Et la sienne dépendait de la mienne. Nos chemins étaient inextricablement liés. Je ne pouvais faire l’impasse sur ma santé mentale et espérer être une bonne mère pour elle. Malgré toute ma bonne volonté, c’était illusoire et reviendrait à mettre la poussière sous le tapis. Bien que trente ans nous séparassent, ma fille et moi devions grandir ensemble, l’une à côté de l’autre. Parallèlement à l’aide que m’apporterait ma thérapie, pour offrir la meilleure éducation possible à ma princesse, je suivais un seul conseil. Un seul :

« Sois l’adulte dont tu avais besoin enfant »

Je lui devais bien ça et c’était à ma portée. Il suffisait de me comporter à l’opposé de mes parents. Le concept était simple et j’aurais pu l’appliquer à mon propre cas et devenir pour moi-même l’adulte dont j’avais besoin maintenant. J’aurais pu me parler avec bienveillance, comme je l’aurais fait à ma meilleure amie. Mais j’étais très dure envers moi. Intransigeante. On avait beau m’avoir répété un nombre incalculable de fois que je possédais d’incroyables ressources, il y avait eu beaucoup de dégâts. Mes bases étaient encore fragiles.

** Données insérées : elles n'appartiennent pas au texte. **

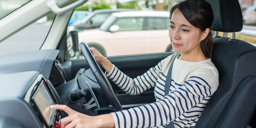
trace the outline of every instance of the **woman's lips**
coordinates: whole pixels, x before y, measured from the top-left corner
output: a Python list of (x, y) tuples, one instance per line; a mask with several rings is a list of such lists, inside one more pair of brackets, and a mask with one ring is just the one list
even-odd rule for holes
[(181, 44), (175, 44), (173, 42), (172, 42), (172, 45), (173, 45), (174, 46), (176, 47), (178, 47), (182, 45)]

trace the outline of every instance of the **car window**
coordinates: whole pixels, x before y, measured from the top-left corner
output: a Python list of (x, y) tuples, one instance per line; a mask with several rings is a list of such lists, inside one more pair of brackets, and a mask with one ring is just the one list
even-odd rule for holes
[[(93, 24), (103, 23), (109, 16), (110, 13), (97, 13), (92, 18), (91, 21)], [(88, 21), (91, 22), (91, 21)]]
[(109, 26), (113, 23), (113, 22), (115, 21), (116, 19), (116, 17), (112, 16), (110, 16), (103, 23), (99, 29), (102, 31), (108, 31), (108, 28)]
[(119, 26), (118, 31), (142, 30), (144, 17), (123, 17), (119, 19), (114, 25)]
[(44, 17), (0, 43), (0, 56), (39, 50), (55, 15), (52, 13)]
[(71, 19), (76, 19), (76, 15), (75, 14), (73, 14), (71, 16)]
[(148, 17), (148, 30), (163, 30), (168, 29), (164, 17)]
[(85, 17), (87, 14), (76, 14), (76, 18), (82, 19)]
[(31, 0), (0, 1), (0, 19)]

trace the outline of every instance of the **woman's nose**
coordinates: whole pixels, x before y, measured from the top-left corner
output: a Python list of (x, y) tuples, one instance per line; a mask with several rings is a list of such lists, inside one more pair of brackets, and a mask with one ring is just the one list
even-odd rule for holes
[(179, 40), (180, 39), (180, 36), (179, 35), (179, 32), (177, 30), (175, 30), (172, 35), (172, 38), (176, 40)]

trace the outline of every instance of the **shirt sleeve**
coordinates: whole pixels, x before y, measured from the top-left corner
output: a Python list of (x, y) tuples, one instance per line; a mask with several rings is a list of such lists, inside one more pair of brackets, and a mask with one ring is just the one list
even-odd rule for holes
[(161, 62), (160, 62), (144, 74), (132, 79), (113, 65), (111, 70), (106, 76), (125, 93), (135, 95), (155, 86), (159, 75), (162, 72), (162, 70)]
[(166, 125), (196, 107), (212, 95), (218, 85), (218, 72), (209, 67), (194, 71), (181, 86), (156, 102), (111, 113), (116, 127), (147, 128)]

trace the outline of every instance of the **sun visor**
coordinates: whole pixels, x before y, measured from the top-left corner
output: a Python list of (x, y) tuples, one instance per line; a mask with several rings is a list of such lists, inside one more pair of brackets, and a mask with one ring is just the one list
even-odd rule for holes
[(243, 15), (237, 0), (205, 0), (212, 5), (214, 20), (211, 30), (225, 32), (241, 31)]

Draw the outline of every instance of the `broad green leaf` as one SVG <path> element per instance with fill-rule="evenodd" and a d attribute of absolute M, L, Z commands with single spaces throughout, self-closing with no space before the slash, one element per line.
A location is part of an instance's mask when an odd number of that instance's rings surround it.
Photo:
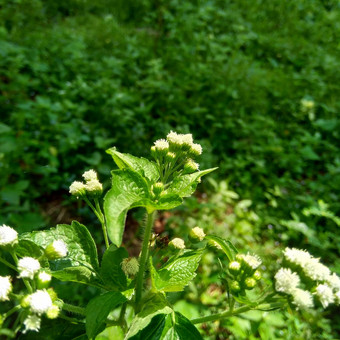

J’avais besoin qu’on me prenne par la main, au sens propre comme au sens figuré, pour me montrer le chemin. Ce fut le travail de Marianne. Lors de cette première séance de deux heures, aussi éprouvante qu’efficace, je reçus ce qui m’avait tant fait défaut enfant : de l’attention, de l’affection, des compliments et des encouragements. Dans cet espace de douceur, je me suis shootée à la gentillesse et à la bonté. Je me suis nourrie de nos échanges bienfaisants, de ses paroles optimistes et de sa compassion. Je pris ce qu’elle m’offrait généreusement et, en échange, j’abandonnai là-bas un peu de ce qui me ralentissait.

Marianne joua le rôle qu’auraient dû tenir mes parents au cours de mes jeunes années. C’était ça, la triste réalité de ma vie à cette époque. Je payais quelqu’un pour faire le job que personne dans ma famille n’avait été capable de réaliser correctement.